Para todos os que arriscaram ler para lá do título deste artigo, faço duas declarações: primeiro, como é óbvio, existem perdas reais de água nas redes de abastecimento. Segundo, não são 30% como tem sido publicitado nos órgãos de comunicação social e depois tão partilhado nas diversas redes sociais.

É importante, para sermos sérios na análise deste tema tão sensível e atualmente na agenda mediática, termos a noção de dois conceitos fundamentais e que estão na base desta confusão e respetivas conclusões erradas. O conceito de Água Não Faturada (ANF) e o conceito de Perdas Reais nas redes de abastecimento de água, conforme se encontra definido pela ERSAR – Entidade Reguladora dos Serviços de Água e Resíduos que determina que o indicador Água Não Faturada tem como objetivo determinar o nível de perdas económicas e físicas correspondentes à água que, apesar de ser captada, tratada, transportada, armazenada e distribuída, não chega a ser faturada aos utilizadores, o que não quer, necessariamente, significar que seja água desperdiçada. O indicador Perdas Reais na rede destina-se a avaliar a eficiência na utilização de recursos ambientais, pela determinação do nível de perdas reais em função do comprimento da rede, para sistemas dispersos (n.º de ramais /Km £ 20) ou em função do n.º de ramais e é uma variável que integra o indicador Água Não Faturada. Logo, o valor das Perdas Reais será sempre inferior ao valor da Água Não Faturada.

Os 30% que são divulgados como Perdas Reais na rede referem-se à Água Não Faturada. E porquê que isto é importante?

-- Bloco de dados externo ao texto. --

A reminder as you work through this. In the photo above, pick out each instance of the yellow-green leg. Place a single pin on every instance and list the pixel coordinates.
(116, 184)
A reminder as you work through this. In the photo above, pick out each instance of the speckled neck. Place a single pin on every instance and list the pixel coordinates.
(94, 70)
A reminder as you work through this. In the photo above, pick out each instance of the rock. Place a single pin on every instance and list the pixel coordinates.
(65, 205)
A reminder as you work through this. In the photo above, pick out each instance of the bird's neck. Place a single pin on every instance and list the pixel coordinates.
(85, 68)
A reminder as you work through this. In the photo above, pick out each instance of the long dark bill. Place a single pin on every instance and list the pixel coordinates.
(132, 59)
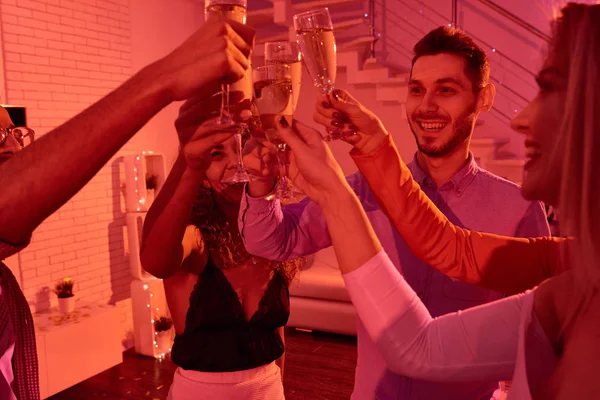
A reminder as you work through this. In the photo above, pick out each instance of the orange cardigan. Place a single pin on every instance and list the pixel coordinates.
(504, 264)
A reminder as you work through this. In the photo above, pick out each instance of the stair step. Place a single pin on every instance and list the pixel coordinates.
(265, 15)
(358, 43)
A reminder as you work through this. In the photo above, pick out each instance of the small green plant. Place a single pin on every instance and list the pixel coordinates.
(163, 324)
(64, 288)
(151, 182)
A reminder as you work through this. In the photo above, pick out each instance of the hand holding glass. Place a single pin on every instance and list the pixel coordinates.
(273, 96)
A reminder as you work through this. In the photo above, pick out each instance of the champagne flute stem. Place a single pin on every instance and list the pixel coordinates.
(282, 161)
(224, 101)
(238, 147)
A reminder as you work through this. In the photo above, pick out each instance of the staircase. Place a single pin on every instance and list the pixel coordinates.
(374, 46)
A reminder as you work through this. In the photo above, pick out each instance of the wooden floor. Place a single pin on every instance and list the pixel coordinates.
(317, 366)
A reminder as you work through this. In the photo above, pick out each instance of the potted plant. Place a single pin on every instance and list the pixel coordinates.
(151, 184)
(66, 298)
(162, 329)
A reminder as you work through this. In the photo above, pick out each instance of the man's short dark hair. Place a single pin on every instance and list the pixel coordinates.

É importante porque a abordagem na resolução desses dois problemas é diferente. No caso da Água Não Faturada passa por identificar, não só as Perdas Reais na rede, mas também pontos de autoconsumo dos Municípios que não são medidos nem controlados e clientes que não pagam o consumo de água montando contadores para os faturar. De referir que, em 2016, a Água Não Faturada a nível nacional era de 29,8%, sendo em 2020 de 28,7%, confirmando que muito pouco tem sido feito nesta matéria e que das 233 entidades gestoras existentes, apenas 14% apresentam uma qualidade do serviço boa (abaixo de 20%), havendo um Município com 70% de Água Não Faturada. No Algarve, o pior resultado é de 57,7%. Já o combate às Perdas Reais na rede deve ser feito através de um investimento regular na manutenção e reabilitação das condutas, que começa por um levantamento topográfico que permita um melhor conhecimento da rede. Enquanto o índice de conhecimento da rede teve uma evolução positiva discreta, o indicador de reabilitação de condutas manteve-se estável em 0,6 entre 2016 e 2020, um valor considerado insatisfatório e estando 40% abaixo do mínimo necessário. Cerca de 55 Municípios assumem não realizar qualquer investimento na rede de águas.

Segundo o RASARP2020 (Relatório Anual dos Serviços de Águas e Resíduos em Portugal), o indicador de Água Não Faturada é de 28,7% e as Perdas Reais na rede rondam os 21%. Estes dados e esta transparência referem-se aos consumos no Setor Urbano que tem um peso relativo de 19,6% do consumo de água em Portugal. Sei que muito ainda está por fazer, mas seria interessante ter este escrutínio e dados sobre o Setor Agrícola que representa 75% e que não possuímos este nível de informação. Pensem nisto.

Carlos Manso é Economista e Membro da Direção Nacional da Ordem dos Economistas

Nota: Este artigo apenas reflete a opinião pessoal e técnica do Autor e não a opinião ou posição das entidades com quem colabora ou trabalha.